– Nashville officials on Sunday named Anthony Warner as the bomber in the Christmas Day explosion and said he died on the scene.

“He was present when the bomb went off and then he perished,” Don Cochran, the U.S. Attorney General for the Middle District of Tennessee, said during a press briefing.

“We base this conclusion on forensic evidence.”

DNA from human remains recovered at the scene matched that from known DNA belonging to Warner. Law enforcement said they were still investigating a motive behind the incident.

The FBI also said it matched the RV’s vehicle identification number to a registration belonging to Warner.

Douglas Korneski, the FBI Special-Agent-in-Charge of the Nashville Field Office, during the briefing said there are no other suspects in the explosion and credited the public for helping to determine Warner’s identity.

It is not clear whether Warner was in the camper when it blew up or if he was dead and had the bomb on a timer.

The Christmas morning explosion injured three and caused widespread communications outages that took down police emergency systems and grounded holiday travel at the city’s airport.

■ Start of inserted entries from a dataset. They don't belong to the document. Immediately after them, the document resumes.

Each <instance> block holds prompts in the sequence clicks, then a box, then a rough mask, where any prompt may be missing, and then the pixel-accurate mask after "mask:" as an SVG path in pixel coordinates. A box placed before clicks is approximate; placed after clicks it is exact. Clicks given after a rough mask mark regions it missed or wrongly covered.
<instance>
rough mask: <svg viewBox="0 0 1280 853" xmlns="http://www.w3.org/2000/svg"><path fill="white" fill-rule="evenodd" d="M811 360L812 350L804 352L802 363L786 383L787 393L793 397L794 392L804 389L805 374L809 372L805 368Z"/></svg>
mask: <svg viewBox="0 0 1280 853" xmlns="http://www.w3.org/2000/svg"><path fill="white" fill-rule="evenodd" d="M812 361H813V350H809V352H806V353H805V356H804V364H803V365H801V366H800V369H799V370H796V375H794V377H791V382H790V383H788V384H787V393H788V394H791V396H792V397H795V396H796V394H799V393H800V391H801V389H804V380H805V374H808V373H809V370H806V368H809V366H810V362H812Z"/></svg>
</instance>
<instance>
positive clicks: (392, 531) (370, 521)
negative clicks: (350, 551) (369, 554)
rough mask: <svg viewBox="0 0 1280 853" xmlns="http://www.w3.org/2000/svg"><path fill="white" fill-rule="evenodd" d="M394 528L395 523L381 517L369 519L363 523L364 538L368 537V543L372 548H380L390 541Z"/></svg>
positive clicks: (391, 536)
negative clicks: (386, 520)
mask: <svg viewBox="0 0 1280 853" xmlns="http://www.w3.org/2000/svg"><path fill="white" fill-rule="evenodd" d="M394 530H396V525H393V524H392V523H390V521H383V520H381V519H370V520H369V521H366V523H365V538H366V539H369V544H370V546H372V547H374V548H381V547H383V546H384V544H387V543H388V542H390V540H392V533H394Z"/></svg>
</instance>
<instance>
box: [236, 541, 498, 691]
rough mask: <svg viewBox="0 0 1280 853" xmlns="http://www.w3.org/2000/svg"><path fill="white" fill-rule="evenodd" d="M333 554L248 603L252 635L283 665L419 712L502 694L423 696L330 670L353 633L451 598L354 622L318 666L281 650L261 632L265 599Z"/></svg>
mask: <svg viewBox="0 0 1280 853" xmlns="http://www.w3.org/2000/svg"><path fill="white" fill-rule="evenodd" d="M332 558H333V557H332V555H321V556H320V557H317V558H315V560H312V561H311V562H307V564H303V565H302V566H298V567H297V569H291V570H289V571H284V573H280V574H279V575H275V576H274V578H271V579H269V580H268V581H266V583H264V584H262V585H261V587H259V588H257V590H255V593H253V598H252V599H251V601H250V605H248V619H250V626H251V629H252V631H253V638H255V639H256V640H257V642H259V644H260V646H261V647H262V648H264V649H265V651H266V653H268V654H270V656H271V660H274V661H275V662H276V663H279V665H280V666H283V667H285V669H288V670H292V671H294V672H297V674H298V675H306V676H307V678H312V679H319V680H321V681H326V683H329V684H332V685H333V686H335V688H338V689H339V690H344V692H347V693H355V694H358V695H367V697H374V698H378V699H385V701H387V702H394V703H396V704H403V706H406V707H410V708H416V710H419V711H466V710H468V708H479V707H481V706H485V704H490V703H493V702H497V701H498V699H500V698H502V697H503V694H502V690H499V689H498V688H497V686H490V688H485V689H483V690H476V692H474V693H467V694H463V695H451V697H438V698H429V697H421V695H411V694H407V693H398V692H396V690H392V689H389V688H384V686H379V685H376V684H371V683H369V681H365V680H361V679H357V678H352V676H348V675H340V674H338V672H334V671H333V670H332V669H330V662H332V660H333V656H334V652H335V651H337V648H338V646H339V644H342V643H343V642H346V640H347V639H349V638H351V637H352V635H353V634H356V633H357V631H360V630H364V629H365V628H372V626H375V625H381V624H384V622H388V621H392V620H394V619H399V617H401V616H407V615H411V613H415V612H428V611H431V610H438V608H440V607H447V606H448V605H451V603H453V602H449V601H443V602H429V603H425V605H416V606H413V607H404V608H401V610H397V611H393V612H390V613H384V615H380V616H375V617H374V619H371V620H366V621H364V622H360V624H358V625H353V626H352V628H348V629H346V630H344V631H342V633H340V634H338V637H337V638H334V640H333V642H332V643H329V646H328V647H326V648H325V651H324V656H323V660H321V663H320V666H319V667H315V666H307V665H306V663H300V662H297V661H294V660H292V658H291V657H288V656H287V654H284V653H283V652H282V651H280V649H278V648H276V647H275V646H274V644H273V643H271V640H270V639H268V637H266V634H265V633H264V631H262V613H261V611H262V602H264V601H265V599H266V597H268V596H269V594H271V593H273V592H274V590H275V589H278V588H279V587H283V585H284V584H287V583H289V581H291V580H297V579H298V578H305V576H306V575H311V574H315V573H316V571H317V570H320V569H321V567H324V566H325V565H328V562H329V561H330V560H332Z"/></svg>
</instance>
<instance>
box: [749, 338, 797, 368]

Police on site heard a recorded voice warning that a “bomb would detonate in 15 minutes,” Nashville Police Chief John Drake told reporters. Suddenly the warning stopped, and Petula Clark’s 1964 hit “Downtown” started playing. Then the bomb went off.

Warner reportedly ran an alarm company at one time and was a quiet person. He also worked as a computer consultant for a Nashville real estate firm, Fridrich & Clark Realty, where he announced his retirement earlier this month.

“The Tony Warner we knew is a nice person who never exhibited any behavior which was less than professional,” co-owner Steve Fridrich wrote in a statement.